Online Safety Bill enters parliament

Online Safety Bill enters parliament

A bill aiming to protect internet users from scams and hold tech giants to account is one step closer to becoming law after being introduced to parliament.

The Online Safety Bill will be read in the House of Commons today (March 17), nearly a year after the first draft was published.

It requires social media platforms, search engines and other apps and websites to protect children and tackle illegal activity, all while maintaining freedom of speech.

Ofcom, the industry regulator, will also be given the power to fine companies up to 10 per cent of their annual global turnover if they do not comply with the laws. 

In a statement today, the government said the bill will “strengthen people’s rights to express themselves freely online”, while protecting journalism and democratic political debate on the platforms.

Low-risk tech and non-tech businesses with an online presence will be excluded from the bill, as will all news content.

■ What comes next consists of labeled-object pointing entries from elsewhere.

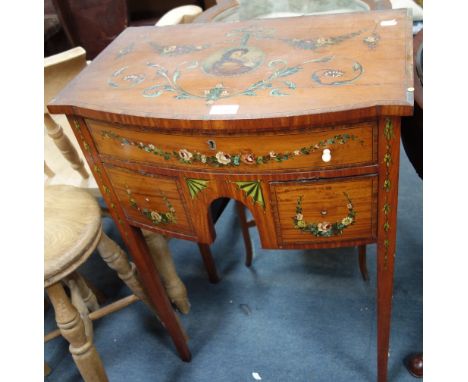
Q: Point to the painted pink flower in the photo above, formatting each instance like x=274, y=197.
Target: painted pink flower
x=223, y=158
x=324, y=227
x=248, y=158
x=185, y=155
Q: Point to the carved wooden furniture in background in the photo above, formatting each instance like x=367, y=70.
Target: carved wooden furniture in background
x=95, y=23
x=72, y=231
x=296, y=118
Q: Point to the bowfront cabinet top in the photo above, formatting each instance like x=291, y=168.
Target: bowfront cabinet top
x=288, y=72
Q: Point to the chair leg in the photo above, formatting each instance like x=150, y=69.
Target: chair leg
x=245, y=233
x=363, y=262
x=210, y=266
x=162, y=259
x=72, y=328
x=116, y=259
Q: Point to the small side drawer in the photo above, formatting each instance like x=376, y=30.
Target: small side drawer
x=151, y=200
x=327, y=147
x=323, y=211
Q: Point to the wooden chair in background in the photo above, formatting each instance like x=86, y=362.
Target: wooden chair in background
x=64, y=163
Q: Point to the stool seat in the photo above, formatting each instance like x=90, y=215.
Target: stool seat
x=72, y=229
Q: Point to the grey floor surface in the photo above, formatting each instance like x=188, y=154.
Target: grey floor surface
x=294, y=316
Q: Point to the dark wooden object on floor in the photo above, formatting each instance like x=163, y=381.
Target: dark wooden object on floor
x=298, y=119
x=414, y=365
x=412, y=126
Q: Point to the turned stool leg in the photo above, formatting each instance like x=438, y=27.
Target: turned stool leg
x=162, y=259
x=72, y=328
x=116, y=259
x=84, y=290
x=363, y=262
x=77, y=290
x=65, y=146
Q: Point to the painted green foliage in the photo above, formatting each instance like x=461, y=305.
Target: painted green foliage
x=252, y=189
x=156, y=217
x=222, y=159
x=237, y=60
x=195, y=186
x=324, y=229
x=387, y=185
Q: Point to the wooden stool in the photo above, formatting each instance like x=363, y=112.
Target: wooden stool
x=72, y=232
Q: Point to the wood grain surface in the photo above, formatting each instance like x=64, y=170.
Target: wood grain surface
x=310, y=66
x=324, y=201
x=72, y=229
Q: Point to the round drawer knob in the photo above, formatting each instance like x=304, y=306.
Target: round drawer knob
x=326, y=155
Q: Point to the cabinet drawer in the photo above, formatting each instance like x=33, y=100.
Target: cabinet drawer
x=348, y=145
x=151, y=200
x=324, y=211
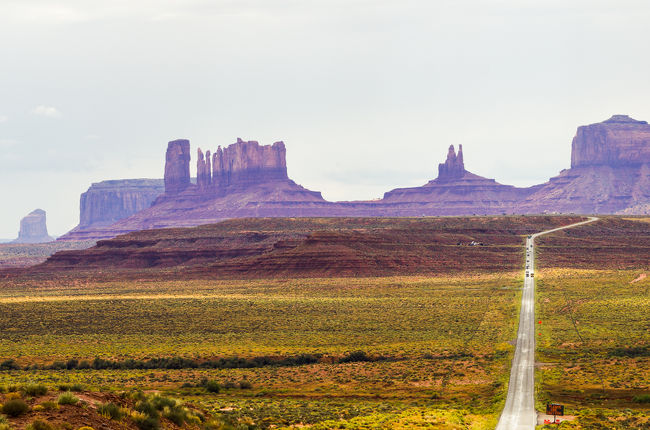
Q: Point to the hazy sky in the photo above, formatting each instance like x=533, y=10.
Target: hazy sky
x=367, y=95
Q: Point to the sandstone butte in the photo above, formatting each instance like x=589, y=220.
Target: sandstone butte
x=609, y=174
x=33, y=228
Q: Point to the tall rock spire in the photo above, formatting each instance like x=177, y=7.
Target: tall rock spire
x=177, y=166
x=453, y=167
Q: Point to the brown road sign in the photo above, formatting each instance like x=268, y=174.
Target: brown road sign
x=554, y=409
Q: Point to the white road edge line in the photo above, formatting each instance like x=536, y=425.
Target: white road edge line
x=519, y=411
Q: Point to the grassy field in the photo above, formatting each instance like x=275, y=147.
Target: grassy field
x=594, y=340
x=435, y=350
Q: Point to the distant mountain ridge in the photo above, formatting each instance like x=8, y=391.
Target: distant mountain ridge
x=609, y=174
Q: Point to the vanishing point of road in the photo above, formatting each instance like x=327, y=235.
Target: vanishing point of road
x=519, y=411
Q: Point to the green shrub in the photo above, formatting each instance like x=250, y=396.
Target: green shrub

Nadine Dorries, digital secretary, said the internet has transformed our lives for the better, but tech firms have not been held to account when harm, abuse and criminal behaviour have ‘run riot’ on their platforms. 

“If we fail to act, we risk sacrificing the wellbeing and innocence of countless generations of children to the power of unchecked algorithms,” she said.

“Since taking on the job I have listened to people in politics, wider society and industry and strengthened the bill, so that we can achieve our central aim: to make the UK the safest place to go online.”

Dame Melanie Dawes, chief executive of Ofcom, said today marks an “important step” towards creating a safer life online for the UK’s children and adults. 

“Our research shows the need for rules that protect users from serious harm, but which also value the great things about being online, including freedom of expression.”

However, some concerns about the bill have been raised by members of parliament.

Stephen Timms, chair of the work and pensions committee, wrote to the prime minister last November to question what discussions the government has had with the Financial Conduct Authority in response to concerns that the regulator does not have the enforcement power it needs.

In his reply, published last week (March 7), prime minister Boris Johnston said the government has fully engaged with the regulator in the development of the bill, and HM Treasury is supporting the FCA’s work to ensure online platforms comply with UK financial promotions rules.

“[HM Treasury] welcomes further engagement with the FCA in this area.

“The government remains deeply concerned about the impact of fraudulent advertising and we are determined to tackle it head-one.”


The bill has been updated a number of times since the first draft was published in May 2021.